Tube vs Solid-State Amp: How Do They Differ?

Before buying a guitar amp know first the basics of this sound equipment. Check out the two main categories of guitar amps and their difference.

Guitar amplifiers add depth and color to your music. It enhances both the sound quality of your guitar and your style of playing. By using this sound device, you will learn and discover more about your genre.

If you are a rookie in guitar playing and it is your first time searching for a guitar amp, the first thing you need to do is familiarize yourself with the basic categories of this device. Guitar amps have two main classifications, the tube, and the solid-state amp. To learn more about these devices, check out the details below.

Technical Differences 

The primary difference between the tube and the solid-state amp is the manner how these devices amplify guitar sounds.

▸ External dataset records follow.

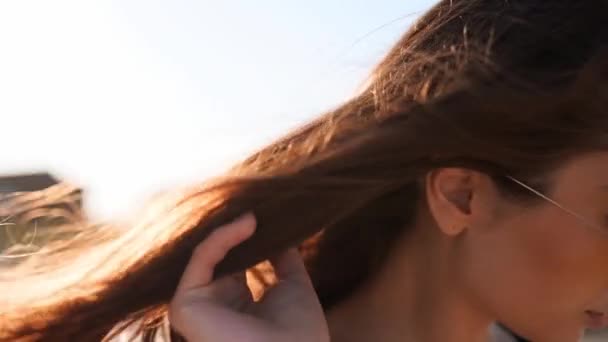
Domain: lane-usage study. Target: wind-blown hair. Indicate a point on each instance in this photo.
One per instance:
(506, 87)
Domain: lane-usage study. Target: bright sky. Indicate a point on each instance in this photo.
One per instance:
(127, 98)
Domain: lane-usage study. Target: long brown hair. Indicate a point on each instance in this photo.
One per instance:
(501, 86)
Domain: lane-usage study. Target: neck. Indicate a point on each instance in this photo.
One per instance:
(415, 297)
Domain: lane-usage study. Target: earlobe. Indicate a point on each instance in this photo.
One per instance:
(450, 193)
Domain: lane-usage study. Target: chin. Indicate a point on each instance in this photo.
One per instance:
(559, 334)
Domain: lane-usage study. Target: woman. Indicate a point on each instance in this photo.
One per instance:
(465, 185)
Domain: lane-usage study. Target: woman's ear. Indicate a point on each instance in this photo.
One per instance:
(450, 193)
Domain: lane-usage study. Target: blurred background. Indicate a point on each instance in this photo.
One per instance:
(122, 99)
(126, 98)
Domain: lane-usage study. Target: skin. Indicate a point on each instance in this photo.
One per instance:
(473, 257)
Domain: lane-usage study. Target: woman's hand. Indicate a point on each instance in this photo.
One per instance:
(223, 310)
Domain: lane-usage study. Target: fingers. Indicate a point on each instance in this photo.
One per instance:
(213, 249)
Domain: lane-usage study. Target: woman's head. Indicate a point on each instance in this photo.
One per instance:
(477, 91)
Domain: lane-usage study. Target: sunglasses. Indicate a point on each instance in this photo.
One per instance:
(587, 222)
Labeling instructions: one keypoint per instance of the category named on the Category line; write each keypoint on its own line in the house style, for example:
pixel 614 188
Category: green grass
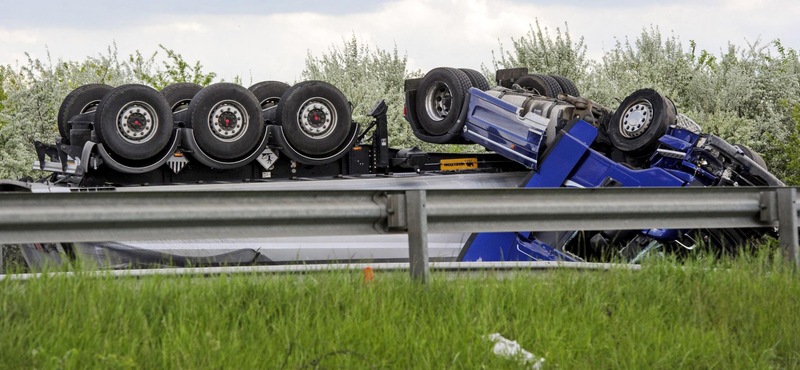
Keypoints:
pixel 736 314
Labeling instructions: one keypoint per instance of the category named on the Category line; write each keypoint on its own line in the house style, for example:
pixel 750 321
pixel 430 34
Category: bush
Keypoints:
pixel 31 95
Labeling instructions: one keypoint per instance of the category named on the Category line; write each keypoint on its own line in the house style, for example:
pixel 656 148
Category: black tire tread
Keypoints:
pixel 663 117
pixel 226 151
pixel 462 87
pixel 145 150
pixel 286 116
pixel 66 105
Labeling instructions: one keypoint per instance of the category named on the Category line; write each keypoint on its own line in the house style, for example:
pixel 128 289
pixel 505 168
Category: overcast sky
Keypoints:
pixel 270 39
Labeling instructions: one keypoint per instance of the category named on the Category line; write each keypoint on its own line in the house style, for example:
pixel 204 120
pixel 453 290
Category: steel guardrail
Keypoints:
pixel 121 216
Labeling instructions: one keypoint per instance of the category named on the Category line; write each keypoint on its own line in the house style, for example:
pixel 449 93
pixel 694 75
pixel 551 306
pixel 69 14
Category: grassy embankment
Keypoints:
pixel 742 313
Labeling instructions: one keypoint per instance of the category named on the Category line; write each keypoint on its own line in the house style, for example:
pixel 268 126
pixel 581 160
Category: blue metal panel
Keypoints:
pixel 563 158
pixel 525 249
pixel 496 125
pixel 489 247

A tube amp uses two or more vacuum tubes to amplify guitar sound and signal. These tubes produce a ‘warm sound’ known as overdrive. When the tubes are overloaded, it creates a warm distortion, which results in open-sounding music. You can recognize the sound a tube amp produces from the well-known Marshall, Fender, Vox, and monoprice tube amp.

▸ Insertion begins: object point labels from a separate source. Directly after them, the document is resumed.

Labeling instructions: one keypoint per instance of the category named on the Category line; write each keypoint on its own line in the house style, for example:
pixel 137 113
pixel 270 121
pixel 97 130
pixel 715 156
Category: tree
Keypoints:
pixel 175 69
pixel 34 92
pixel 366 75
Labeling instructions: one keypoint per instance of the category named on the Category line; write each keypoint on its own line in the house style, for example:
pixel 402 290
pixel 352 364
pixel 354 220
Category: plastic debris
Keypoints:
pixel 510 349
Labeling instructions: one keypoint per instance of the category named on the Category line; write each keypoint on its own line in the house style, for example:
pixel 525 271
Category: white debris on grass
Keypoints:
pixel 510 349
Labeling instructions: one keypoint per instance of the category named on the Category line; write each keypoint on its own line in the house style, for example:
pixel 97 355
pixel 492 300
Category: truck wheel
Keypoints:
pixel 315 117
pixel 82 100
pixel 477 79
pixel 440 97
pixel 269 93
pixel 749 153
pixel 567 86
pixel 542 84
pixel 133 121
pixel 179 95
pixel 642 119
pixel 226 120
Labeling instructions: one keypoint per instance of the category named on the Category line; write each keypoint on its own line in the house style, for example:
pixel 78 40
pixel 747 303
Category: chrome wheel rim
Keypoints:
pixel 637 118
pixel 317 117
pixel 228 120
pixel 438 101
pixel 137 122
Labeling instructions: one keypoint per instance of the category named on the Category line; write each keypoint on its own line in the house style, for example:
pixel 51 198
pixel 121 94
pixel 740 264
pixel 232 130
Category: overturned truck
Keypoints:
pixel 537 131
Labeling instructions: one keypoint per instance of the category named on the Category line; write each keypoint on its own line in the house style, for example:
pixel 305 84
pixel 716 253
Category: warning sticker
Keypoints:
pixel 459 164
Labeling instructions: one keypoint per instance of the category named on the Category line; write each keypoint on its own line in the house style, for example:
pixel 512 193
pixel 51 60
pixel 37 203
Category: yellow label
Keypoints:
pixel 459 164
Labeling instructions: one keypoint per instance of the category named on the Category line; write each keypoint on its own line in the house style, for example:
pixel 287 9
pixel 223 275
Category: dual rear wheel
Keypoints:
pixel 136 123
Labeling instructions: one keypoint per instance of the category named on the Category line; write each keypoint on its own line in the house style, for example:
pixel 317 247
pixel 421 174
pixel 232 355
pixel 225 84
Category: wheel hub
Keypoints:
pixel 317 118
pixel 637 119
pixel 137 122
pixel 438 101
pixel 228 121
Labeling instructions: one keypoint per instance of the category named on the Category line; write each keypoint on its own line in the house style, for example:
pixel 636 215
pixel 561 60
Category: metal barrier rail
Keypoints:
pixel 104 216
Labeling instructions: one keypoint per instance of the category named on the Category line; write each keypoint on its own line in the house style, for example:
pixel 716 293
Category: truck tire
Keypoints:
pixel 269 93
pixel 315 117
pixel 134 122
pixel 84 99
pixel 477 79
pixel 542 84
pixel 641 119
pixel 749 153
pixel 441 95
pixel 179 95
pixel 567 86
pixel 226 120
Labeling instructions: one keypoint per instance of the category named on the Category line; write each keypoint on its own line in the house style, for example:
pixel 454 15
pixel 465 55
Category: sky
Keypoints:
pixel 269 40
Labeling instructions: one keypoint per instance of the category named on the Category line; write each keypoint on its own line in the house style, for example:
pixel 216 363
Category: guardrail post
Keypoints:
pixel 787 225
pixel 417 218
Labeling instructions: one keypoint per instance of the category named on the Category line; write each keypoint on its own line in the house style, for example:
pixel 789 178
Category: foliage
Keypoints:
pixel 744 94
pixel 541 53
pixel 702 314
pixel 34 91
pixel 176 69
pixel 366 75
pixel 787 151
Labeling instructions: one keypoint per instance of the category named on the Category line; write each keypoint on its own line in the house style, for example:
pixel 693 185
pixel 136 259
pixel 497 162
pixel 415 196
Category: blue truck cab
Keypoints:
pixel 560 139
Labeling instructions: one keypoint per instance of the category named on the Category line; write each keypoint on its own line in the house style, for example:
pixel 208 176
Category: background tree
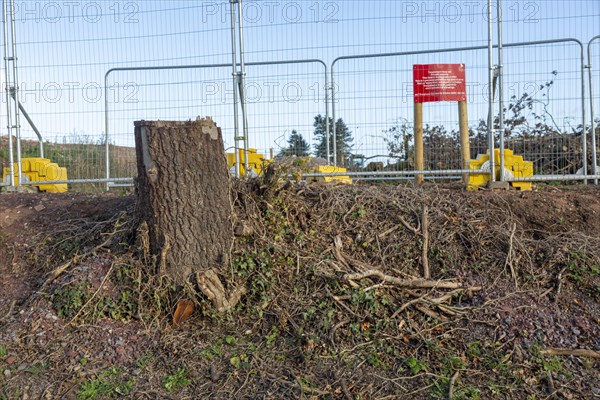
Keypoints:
pixel 297 146
pixel 344 139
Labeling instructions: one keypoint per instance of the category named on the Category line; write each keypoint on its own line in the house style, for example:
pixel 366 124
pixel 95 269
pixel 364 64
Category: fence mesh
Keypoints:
pixel 66 48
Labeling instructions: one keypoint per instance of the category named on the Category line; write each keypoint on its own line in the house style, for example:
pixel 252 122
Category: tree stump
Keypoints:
pixel 184 199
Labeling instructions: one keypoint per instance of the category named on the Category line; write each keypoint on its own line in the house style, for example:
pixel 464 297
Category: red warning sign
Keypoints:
pixel 439 82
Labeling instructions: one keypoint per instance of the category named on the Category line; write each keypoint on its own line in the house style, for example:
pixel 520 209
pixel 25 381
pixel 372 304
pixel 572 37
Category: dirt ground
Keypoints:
pixel 333 308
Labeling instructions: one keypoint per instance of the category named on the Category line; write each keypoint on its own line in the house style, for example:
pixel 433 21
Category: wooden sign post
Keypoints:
pixel 440 82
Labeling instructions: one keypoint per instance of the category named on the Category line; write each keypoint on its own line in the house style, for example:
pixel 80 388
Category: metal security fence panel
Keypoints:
pixel 283 99
pixel 593 51
pixel 66 48
pixel 374 96
pixel 168 93
pixel 543 107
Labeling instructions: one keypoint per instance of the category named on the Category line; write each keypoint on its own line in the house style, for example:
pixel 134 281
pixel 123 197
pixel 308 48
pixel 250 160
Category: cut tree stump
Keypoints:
pixel 183 191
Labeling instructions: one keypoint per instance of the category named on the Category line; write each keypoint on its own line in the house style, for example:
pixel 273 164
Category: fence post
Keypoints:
pixel 591 83
pixel 463 122
pixel 419 164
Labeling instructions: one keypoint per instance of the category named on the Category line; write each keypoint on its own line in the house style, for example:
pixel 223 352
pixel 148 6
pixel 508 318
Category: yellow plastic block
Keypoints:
pixel 256 162
pixel 41 169
pixel 328 169
pixel 513 163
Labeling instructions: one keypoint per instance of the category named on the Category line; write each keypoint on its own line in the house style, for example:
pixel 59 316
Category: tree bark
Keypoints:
pixel 183 194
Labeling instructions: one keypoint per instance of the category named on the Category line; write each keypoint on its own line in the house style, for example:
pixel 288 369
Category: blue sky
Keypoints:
pixel 66 47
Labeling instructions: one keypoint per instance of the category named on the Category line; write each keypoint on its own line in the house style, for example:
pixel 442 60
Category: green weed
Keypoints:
pixel 415 365
pixel 176 380
pixel 109 383
pixel 68 300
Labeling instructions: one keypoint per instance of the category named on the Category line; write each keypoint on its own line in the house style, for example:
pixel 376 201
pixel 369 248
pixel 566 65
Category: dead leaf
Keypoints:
pixel 184 310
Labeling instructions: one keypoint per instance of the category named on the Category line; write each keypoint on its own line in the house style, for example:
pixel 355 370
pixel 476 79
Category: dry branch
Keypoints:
pixel 213 289
pixel 554 351
pixel 414 283
pixel 425 233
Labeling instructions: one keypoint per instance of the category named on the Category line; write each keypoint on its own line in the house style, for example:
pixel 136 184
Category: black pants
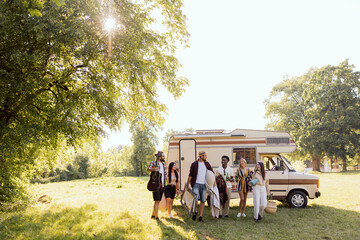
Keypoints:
pixel 158 195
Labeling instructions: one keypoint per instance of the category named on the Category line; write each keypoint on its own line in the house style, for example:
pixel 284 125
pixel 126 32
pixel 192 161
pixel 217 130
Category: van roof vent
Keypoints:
pixel 210 131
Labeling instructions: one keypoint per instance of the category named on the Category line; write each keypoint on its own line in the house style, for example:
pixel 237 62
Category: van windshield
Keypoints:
pixel 291 169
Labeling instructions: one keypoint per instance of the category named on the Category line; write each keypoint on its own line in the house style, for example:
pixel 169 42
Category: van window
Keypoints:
pixel 272 163
pixel 247 153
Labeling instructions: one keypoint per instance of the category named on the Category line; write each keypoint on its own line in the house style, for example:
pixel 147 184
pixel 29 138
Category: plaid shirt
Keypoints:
pixel 154 165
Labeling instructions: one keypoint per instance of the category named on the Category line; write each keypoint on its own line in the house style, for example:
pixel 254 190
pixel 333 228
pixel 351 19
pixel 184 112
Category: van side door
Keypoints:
pixel 278 176
pixel 187 157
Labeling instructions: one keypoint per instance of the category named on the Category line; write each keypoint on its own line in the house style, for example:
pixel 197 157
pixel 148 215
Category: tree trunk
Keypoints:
pixel 331 163
pixel 140 168
pixel 316 163
pixel 344 164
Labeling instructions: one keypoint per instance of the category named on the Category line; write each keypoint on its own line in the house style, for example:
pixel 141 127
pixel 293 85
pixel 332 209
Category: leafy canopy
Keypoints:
pixel 57 82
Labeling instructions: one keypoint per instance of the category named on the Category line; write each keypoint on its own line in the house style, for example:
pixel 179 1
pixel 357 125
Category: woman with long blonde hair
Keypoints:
pixel 242 173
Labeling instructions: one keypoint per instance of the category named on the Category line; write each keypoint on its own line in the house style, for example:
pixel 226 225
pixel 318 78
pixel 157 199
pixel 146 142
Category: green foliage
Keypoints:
pixel 145 142
pixel 321 109
pixel 57 83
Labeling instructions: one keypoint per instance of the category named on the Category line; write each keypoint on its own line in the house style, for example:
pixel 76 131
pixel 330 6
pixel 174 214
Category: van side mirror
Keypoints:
pixel 282 166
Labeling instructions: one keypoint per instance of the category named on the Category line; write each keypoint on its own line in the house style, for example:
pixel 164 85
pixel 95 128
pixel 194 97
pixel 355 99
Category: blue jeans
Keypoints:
pixel 200 190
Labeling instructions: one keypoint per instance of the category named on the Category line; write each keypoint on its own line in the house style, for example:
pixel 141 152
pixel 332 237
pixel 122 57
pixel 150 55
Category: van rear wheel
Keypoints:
pixel 297 199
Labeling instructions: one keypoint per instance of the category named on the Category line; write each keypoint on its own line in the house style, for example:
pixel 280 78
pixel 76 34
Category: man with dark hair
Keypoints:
pixel 228 174
pixel 197 179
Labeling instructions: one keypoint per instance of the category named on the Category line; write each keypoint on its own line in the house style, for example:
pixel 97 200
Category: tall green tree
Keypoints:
pixel 287 110
pixel 57 81
pixel 145 141
pixel 335 93
pixel 321 110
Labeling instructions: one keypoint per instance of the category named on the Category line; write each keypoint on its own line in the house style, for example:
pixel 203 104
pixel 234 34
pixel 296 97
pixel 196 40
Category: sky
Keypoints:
pixel 239 50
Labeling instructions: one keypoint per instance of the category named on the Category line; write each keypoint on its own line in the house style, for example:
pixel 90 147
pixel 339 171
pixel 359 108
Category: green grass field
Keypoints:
pixel 120 208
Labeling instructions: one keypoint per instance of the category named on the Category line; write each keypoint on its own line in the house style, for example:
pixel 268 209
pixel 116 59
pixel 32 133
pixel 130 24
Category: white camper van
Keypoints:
pixel 254 145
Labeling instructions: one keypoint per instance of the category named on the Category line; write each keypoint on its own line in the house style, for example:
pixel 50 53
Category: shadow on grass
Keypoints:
pixel 72 223
pixel 313 222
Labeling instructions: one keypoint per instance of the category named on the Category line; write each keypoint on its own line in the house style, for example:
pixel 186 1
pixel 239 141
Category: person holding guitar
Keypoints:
pixel 159 166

Meanwhile, a solid-state amp depends on diodes and transistors to amplify the guitar signal. Therefore, a solid-state amp utilizes circuitry-based amplification rather than using conventional vacuum tubes.

Response State

Between these two guitar amps, tubes produce smoother and more responsive overdrive compared to solid-state. The former is capable of producing different sounds based on the guitarist’s playing style. Thus, the tone quickly changes depending on how hard a guitarist picks the instrument. In this effect, a tube amp can accurately represent the player’s sound and style.

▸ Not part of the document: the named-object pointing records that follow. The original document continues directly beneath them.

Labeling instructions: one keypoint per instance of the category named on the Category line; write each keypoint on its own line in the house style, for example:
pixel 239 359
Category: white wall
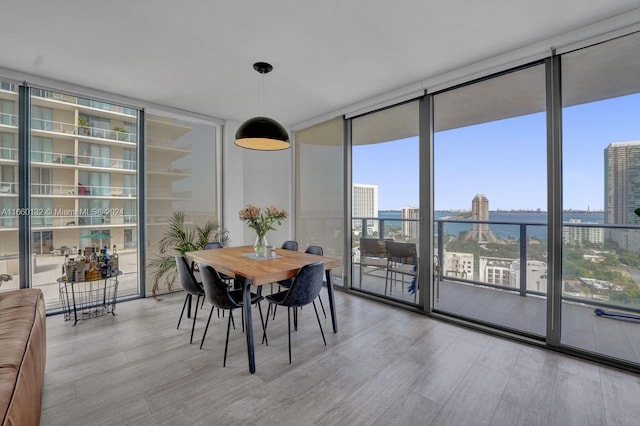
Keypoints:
pixel 260 178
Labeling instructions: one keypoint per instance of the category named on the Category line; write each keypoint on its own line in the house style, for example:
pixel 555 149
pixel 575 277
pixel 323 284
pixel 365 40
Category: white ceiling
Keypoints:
pixel 197 55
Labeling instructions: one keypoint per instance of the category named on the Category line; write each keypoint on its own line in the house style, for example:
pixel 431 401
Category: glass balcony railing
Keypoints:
pixel 8 119
pixel 93 132
pixel 81 160
pixel 90 103
pixel 601 263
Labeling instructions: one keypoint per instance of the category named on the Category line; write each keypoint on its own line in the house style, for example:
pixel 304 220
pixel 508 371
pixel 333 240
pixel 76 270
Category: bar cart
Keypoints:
pixel 84 299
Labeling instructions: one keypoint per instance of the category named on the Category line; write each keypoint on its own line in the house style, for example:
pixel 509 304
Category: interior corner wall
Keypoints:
pixel 261 178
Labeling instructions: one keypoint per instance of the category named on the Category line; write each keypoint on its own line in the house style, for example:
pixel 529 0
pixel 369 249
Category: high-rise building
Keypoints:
pixel 622 182
pixel 480 212
pixel 364 204
pixel 622 191
pixel 410 227
pixel 577 235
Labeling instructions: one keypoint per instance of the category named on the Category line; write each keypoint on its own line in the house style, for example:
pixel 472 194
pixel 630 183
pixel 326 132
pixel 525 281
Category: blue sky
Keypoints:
pixel 505 160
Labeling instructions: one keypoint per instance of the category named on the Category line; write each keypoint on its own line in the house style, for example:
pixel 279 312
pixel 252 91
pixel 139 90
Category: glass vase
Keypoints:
pixel 260 246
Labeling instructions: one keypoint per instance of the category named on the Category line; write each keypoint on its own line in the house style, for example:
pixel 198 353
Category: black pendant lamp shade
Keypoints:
pixel 262 133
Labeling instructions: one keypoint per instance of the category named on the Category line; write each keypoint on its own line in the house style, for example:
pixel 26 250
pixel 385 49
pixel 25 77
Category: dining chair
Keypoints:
pixel 317 250
pixel 287 245
pixel 217 293
pixel 303 291
pixel 290 245
pixel 191 286
pixel 402 258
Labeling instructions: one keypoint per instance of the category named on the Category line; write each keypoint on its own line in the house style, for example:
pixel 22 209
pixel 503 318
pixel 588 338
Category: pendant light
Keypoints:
pixel 262 133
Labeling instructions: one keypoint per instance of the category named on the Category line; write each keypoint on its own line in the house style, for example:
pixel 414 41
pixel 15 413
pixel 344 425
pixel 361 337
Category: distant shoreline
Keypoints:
pixel 508 211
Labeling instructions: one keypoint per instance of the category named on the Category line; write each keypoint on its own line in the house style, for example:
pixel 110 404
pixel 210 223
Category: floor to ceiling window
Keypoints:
pixel 319 191
pixel 182 175
pixel 78 195
pixel 9 260
pixel 385 198
pixel 601 186
pixel 490 198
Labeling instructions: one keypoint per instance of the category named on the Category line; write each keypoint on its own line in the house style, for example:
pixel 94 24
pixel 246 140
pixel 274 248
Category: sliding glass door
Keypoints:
pixel 490 197
pixel 601 186
pixel 385 212
pixel 82 180
pixel 9 252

On the other hand, a solid-state amp creates a cleaner and softer sound. However, it produces a slight distortion when playing heavily accented notes. A solid-state maintains its crisp and clean sound no matter how hard a player picks the guitar.

Sound Options

If you prefer an amp with sound options, a solid-state is the best choice. Recent models of solid-state amps feature circuitry and built-in effects to offer different sound options. This feature allows you to play different music genres without purchasing additional devices like pedals.

The tube amp is a classic guitar amplifier. It has no built-in effects as a solid-state have. Instead, you’ll have to purchase other sound devices to create sound effects.


Tube amps are louder compared to a solid-state even both has similar wattage rating. For example, if you buy a 50W tube amp and a solid-state with the same power, the former is still louder.

Be warned that high-powered tube amps are not always the best choice. You don’t want to overpower your drummer and other instruments. The ideal wattage for tube amps is 40 to 60W. This wattage helps produce quality sounds and a more natural tone.


Troubleshooting a solid-state amp is harder since it is digital. On the other side, it is easier to pinpoint problems on a tube amp because it is an analog device. The only problem with a tube amp is that the vacuum tubes can go bad. You have to replace the damaged tube to avoid it from affecting your tone. Though tube amps are more affordable, they are more expensive to fix.